# Integration- Area under curves

• Jul 12th 2009, 11:47 PM
auonline
Integration- Area under curves
I think this question is pretty basic, but I would be very happy if you could help :)

Find the area under the curve y = (x-2)^-2 + 1, from x = -1 to x = 1 :)

Do I integrate y = (x-2)^-2 + 1?? How teacher uses some random hard to understand process where she finds the derivate and uses that to adjust the integral o.O

Thanks!!
Lachlan
• Jul 13th 2009, 02:18 AM
CaptainBlack
Quote:

Originally Posted by auonline
I think this question is pretty basic, but I would be very happy if you could help :)

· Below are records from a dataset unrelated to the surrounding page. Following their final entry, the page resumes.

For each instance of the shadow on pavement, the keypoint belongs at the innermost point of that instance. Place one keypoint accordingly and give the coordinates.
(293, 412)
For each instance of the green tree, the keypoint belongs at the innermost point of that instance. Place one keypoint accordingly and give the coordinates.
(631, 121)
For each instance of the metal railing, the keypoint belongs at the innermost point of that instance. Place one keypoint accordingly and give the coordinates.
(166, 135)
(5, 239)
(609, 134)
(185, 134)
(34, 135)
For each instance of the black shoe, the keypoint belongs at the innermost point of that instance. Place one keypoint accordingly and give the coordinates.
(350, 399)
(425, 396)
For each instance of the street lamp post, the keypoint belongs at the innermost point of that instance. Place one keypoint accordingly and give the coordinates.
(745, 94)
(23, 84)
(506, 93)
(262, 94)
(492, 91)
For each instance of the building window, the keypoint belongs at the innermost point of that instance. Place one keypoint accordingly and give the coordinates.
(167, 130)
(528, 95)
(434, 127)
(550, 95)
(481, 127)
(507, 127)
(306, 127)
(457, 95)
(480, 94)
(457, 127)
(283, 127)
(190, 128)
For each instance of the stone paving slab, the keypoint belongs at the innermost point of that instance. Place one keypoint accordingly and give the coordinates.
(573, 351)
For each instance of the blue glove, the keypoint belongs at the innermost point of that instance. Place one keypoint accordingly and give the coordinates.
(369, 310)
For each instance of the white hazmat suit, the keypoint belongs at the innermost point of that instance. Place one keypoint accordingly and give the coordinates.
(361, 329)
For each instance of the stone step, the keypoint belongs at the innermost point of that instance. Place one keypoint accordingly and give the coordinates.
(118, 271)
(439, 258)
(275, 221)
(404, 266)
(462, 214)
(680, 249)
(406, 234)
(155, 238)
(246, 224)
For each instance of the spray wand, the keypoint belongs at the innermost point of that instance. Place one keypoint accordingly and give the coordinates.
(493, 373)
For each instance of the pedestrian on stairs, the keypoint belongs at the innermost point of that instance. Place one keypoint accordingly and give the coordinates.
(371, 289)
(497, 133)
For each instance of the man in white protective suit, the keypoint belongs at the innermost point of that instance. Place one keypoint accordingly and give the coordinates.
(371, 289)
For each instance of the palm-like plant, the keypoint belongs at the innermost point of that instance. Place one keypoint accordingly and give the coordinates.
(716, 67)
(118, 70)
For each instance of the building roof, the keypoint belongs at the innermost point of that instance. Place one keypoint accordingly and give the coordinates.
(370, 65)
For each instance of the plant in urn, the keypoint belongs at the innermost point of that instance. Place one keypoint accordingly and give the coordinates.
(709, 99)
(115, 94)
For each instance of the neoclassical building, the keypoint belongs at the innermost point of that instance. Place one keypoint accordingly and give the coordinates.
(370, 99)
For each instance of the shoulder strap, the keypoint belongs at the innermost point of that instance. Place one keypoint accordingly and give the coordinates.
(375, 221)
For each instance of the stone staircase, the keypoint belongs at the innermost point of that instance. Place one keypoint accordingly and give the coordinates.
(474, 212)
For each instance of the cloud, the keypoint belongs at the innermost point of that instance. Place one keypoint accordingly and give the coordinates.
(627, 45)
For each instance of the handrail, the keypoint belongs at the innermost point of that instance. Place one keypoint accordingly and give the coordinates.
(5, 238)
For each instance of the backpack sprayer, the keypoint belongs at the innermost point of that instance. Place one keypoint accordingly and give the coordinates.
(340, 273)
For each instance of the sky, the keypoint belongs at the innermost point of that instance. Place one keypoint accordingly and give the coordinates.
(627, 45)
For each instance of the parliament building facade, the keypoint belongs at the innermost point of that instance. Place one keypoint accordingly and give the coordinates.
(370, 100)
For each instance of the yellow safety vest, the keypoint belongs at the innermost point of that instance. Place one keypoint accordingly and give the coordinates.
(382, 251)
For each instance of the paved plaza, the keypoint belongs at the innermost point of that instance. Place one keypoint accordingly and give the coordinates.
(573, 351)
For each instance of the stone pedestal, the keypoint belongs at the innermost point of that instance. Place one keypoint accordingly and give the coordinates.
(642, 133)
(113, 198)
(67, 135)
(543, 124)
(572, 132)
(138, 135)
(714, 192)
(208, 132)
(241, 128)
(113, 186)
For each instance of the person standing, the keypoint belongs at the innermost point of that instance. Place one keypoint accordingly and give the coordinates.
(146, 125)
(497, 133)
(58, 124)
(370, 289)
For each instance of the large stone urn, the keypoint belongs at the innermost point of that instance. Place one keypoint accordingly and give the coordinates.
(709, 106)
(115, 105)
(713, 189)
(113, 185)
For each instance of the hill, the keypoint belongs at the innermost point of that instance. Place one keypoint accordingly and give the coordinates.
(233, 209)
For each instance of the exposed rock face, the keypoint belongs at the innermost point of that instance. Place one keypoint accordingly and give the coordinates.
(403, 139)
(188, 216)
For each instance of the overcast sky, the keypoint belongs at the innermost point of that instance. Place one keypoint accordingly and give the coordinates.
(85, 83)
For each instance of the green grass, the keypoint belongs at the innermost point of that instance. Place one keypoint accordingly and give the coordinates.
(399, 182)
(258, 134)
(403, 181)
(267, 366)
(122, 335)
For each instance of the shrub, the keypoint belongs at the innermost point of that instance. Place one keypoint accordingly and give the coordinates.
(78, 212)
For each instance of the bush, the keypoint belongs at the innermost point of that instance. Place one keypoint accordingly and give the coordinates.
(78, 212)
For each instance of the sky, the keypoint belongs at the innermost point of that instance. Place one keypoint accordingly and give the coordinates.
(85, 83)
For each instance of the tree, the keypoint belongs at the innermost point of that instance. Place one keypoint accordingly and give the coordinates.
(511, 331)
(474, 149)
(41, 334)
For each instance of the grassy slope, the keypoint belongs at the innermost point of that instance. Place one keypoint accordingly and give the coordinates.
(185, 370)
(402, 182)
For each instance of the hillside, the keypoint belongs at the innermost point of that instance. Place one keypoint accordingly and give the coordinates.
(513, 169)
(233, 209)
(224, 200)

Find the area under the curve y = (x-2)^-2 + 1, from x = -1 to x = 1 :)

Do I integrate y = (x-2)^-2 + 1?? How teacher uses some random hard to understand process where she finds the derivate and uses that to adjust the integral o.O

Thanks!!
Lachlan

Yes the required area is:

$A=\int_{x=-1}^1 \frac{1}{(x-2)^2}+1 \; dx$

what method you use to evaluate it is up to you and/or your teacher.

CB
• Jul 13th 2009, 02:25 AM
auonline
Ok thanks :D
• Jul 13th 2009, 04:58 AM
VonNemo19
Quote:

Originally Posted by auonline

Find the area under the curve y = (x-2)^-2 + 1, from x = -1 to x = 1 :)

Another way:

$\lim_{n\to\infty}\sum_{i=1}^n\left[\frac{1}{[(-1+\frac{2i}{n})-2]^2}+1\right]\left(\frac{2}{n}\right)$
• Jul 13th 2009, 05:35 AM
HallsofIvy
Quote:

Originally Posted by VonNemo19
Another way:

$\lim_{n\to\infty}\sum_{i=1}^n\left[\frac{1}{[(-1+\frac{2i}{n})-2]^2}+1\right]\left(\frac{2}{n}\right)$

Ah, the easy way! (Rofl)
• Jul 13th 2009, 05:50 AM
HallsofIvy
Quote:

Originally Posted by auonline
I think this question is pretty basic, but I would be very happy if you could help :)

Find the area under the curve y = (x-2)^-2 + 1, from x = -1 to x = 1 :)

Do I integrate y = (x-2)^-2 + 1?? How teacher uses some random hard to understand process where she finds the derivate and uses that to adjust the integral o.O

Thanks!!
Lachlan

If you let u= x-2, differentiating both sides give du= dx (was that what you meant by "finds the derivate"); when x= -1 , u= -1-2= -3, and when x= 1, u= 1-2= -1. Now replace each of those things in your integral by its value in terms of u, $\int_{-1}^1 ((x-2)^2 + 1)dx$ becomes $\int_{-3}^{-1} (u^{-2}+ 1) du$. That is NOT some "random hard to understand process". That is a very logical, standard method known as "integration by substitution".
• Jul 13th 2009, 01:16 PM
VonNemo19
Quote:

Originally Posted by HallsofIvy
Ah, the easy way! (Rofl)

I think so. I realize that this is not as quick as u-substitution, but it is good to see things from all sides when trying to tackle a problem.